Maybe if another group had exposed the IP negotiations or maybe if Wikileaks wasn’t headed by Julian Assange, the fallout of these revelations would be different. Without an invested public, it doesn’t much matter if the negotiations are shrouded in mystery.
So if the TPP fails here, it probably won’t be because of Wikileaks.
In other signing countries, reaction to the leaks has been stronger, different in nature, since many of the health provisions in the TPP resemble U.S. law that can make treatment prohibitively expensive. “If you go to the Sydney Morning Herald, the headlines are all about access to medicine,” said Wallach. But in the US, the most pronounced differences are in Internet freedom—hence the focus on SOPA, rather than more tangible humanitarian concerns. That’s not to say that the health law changes in the US wouldn’t be serious—the TPP suggests we allow surgical procedures and plants and lifeforms to be patented.

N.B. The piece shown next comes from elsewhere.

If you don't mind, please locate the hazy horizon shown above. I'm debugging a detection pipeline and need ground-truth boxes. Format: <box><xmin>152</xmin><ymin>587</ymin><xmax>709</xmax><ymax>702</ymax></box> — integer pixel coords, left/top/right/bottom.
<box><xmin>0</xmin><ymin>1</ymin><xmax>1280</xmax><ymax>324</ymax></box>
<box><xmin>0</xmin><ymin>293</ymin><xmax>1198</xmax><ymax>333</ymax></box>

But abroad, the TPP leaks shows an IP regime with health laws that resemble the United States—and countries are alarmed. In all likelihood they won’t agree to the proposed terms. It’s unclear how much ground the U.S. will have to cede: Wallach thinks that “It’s going to come down to no agreement or getting something other than what [the U.S.] has demanded.” If the United States can’t convince other nations to fold then it might just refuse to participate in the deal, and without the U.S., the treaty loses most, if not all, of its power.
Congress might also reject the deal. On the same day as the leak, 150 House Democrats released a letter asking for more transparency. “If Congress and the public are not informed of the exact terms of the agreement until the conclusion of the process,” it reads, “then any opportunity for meaningful input is lost.” Twenty-two House Republicans signed a letter to the same effect on Tuesday. But Joseph Laroski, another former official who worked on four TPP chapters, thinks there’s no chance that countries will agree to letting Congress change the terms. “I wouldn’t expect any country to close [the deal] unless they knew the U.S. was going to go to the Hill for an up or down vote.”
Ultimately, neither of these scenarios has much to do with Wikleaks at all.